There are actually two lines of bolts on the right side of Walt's Wall - one goes pretty much directly up the water streak and one is just left of it. These two lines seemed pretty forced (ie squeezed-in), but the one directly up the water streak seemed nicer. At the top, I continued to stay right on what I assume is the "Kopischka Finish."
Climb up a nice flake system and then into the Walt's Wall dihedral before finally stepping left onto the face. Fairly sustained climbing wanders upwards to a bolted anchor. One 60m rap gets you down.
Protection
4 bolts or so, a small cam or two to protect the opening and the finish move.
I did this yesterday - I found it to be an excercise in staying calm.Good gear to get you started, then 3 bolts to cover about 50 feet of steep slippery slab.

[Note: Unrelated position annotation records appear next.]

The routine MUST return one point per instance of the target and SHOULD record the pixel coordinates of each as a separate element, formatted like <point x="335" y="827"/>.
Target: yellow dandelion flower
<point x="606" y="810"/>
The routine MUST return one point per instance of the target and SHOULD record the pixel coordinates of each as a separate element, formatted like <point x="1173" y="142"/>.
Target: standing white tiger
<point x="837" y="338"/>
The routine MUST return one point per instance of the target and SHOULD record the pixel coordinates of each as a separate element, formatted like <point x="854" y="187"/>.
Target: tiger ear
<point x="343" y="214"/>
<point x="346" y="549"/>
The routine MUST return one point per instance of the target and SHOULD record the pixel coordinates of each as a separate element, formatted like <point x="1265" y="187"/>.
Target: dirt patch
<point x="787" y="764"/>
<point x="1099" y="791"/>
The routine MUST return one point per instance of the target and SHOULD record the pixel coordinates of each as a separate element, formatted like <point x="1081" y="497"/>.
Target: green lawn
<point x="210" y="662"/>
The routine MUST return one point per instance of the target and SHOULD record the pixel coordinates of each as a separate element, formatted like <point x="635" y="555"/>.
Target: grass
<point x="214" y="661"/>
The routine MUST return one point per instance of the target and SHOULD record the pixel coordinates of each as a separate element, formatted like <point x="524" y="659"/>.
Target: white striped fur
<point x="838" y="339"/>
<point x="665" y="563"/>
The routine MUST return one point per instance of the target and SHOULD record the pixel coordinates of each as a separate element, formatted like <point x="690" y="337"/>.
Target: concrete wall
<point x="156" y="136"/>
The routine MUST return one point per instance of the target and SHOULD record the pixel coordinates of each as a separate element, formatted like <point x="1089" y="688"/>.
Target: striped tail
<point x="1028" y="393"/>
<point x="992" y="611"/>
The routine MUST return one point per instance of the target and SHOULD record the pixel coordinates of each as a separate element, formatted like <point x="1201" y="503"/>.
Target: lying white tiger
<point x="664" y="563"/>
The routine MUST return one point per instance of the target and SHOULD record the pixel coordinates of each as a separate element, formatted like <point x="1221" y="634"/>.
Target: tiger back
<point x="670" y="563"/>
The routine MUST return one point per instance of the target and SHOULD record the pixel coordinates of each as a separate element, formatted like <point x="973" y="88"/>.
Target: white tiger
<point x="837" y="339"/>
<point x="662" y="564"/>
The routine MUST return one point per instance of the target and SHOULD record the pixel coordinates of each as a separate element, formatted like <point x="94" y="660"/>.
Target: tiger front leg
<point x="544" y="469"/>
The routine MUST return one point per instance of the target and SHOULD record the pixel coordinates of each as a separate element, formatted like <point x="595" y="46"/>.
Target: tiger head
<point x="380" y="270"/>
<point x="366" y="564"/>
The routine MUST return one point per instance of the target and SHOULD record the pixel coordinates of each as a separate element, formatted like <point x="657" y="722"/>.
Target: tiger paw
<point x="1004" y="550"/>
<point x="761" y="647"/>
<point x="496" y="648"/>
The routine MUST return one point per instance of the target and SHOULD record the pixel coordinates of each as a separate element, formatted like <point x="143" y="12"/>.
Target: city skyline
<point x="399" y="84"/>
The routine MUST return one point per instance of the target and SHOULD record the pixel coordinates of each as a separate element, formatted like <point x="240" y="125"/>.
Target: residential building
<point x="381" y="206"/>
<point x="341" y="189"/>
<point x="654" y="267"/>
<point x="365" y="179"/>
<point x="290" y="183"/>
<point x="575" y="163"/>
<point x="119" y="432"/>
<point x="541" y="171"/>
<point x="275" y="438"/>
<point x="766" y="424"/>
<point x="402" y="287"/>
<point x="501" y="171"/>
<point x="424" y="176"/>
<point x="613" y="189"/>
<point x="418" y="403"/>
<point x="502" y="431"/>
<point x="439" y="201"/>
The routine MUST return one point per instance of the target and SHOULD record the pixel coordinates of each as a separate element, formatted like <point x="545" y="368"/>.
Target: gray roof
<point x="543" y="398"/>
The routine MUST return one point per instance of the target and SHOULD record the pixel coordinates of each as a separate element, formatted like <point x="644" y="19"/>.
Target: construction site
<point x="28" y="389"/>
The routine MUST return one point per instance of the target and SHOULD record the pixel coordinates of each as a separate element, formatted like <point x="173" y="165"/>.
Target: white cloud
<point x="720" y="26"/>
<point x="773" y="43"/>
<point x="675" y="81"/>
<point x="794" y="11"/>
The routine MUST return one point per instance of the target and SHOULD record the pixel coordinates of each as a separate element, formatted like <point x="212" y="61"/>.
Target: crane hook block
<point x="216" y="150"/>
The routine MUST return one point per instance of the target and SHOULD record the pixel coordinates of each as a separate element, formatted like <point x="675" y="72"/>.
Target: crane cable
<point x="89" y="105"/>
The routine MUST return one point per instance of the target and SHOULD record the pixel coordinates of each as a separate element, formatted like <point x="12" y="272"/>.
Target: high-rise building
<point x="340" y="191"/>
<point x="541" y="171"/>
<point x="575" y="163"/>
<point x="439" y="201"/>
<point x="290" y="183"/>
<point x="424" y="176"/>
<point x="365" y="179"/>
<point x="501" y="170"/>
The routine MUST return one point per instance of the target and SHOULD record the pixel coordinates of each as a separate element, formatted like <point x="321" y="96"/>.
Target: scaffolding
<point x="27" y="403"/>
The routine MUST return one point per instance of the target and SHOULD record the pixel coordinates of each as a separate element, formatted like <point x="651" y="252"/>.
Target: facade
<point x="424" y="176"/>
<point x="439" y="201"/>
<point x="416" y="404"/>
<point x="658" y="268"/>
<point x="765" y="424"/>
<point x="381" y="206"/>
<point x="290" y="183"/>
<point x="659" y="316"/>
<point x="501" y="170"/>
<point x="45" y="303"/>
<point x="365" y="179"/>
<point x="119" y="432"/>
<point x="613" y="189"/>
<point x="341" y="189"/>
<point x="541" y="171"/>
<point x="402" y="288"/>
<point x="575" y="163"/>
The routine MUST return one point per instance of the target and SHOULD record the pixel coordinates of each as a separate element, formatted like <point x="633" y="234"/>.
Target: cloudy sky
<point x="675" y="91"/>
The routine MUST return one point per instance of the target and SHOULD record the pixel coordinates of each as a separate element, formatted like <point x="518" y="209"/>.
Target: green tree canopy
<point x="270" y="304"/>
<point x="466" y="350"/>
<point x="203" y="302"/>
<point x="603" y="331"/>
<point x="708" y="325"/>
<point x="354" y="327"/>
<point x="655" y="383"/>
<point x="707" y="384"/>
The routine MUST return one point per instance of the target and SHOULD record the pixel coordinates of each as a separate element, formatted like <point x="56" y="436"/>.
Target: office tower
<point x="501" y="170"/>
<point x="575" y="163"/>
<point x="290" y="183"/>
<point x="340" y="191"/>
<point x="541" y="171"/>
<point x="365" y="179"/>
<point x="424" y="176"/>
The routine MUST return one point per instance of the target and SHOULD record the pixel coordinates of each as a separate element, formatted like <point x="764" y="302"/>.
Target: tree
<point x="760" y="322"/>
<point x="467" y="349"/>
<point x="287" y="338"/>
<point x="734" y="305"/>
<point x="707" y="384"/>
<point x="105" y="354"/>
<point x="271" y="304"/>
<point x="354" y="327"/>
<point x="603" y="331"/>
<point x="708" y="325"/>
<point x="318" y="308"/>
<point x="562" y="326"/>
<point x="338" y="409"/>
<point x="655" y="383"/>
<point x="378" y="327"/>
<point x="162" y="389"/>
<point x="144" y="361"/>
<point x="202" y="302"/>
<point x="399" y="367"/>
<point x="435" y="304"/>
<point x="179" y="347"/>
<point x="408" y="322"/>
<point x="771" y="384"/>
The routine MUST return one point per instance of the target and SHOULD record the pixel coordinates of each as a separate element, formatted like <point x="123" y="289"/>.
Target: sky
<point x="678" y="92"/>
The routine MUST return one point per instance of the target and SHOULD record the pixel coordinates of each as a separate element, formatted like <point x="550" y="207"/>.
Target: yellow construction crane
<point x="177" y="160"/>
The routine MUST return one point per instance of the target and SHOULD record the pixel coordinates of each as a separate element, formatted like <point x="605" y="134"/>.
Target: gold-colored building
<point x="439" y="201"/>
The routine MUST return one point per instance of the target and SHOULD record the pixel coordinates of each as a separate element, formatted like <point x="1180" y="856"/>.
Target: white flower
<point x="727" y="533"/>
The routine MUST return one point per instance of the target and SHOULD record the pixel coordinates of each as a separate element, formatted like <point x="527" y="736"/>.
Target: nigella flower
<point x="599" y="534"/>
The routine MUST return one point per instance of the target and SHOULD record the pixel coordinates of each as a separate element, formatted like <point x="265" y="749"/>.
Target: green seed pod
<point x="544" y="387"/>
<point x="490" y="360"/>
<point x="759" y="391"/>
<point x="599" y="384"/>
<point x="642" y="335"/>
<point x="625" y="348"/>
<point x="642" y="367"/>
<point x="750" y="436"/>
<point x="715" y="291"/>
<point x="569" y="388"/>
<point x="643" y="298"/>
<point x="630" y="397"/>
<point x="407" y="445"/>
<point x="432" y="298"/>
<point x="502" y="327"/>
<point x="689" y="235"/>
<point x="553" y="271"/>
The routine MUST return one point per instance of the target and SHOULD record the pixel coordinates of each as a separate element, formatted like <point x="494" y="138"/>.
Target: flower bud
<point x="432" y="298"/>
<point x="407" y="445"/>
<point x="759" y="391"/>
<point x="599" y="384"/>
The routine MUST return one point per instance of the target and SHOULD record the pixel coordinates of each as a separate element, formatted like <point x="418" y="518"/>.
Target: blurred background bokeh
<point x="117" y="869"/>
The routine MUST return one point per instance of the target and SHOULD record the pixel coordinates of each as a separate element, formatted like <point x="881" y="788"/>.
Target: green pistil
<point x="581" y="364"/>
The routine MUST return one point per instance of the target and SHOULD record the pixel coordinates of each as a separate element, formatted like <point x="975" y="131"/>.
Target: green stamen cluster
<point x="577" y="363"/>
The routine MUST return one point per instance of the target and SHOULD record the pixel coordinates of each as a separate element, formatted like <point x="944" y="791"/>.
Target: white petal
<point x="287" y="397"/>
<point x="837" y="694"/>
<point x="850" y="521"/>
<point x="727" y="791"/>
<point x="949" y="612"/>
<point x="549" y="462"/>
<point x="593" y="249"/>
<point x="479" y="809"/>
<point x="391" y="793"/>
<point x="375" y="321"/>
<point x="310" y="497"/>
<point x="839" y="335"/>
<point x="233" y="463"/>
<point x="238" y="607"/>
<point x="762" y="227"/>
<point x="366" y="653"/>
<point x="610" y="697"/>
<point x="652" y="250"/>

Heel and Toe gives this thing 9+, although I've done 11a's in Boulder Canyon that felt easier than this.
Good bolt anchors at the top.A double rope rappel will get you all the way down to the ground - a single will only get you back to the anchors at the ledge.
FA by Jeb Schenck in the early 70's ; original name was; Friday's Folly - done on a Friday in Feb. - very cold and no feeling in fingeres. Jeb said it was the biggest folly he ever committed on a Friday!!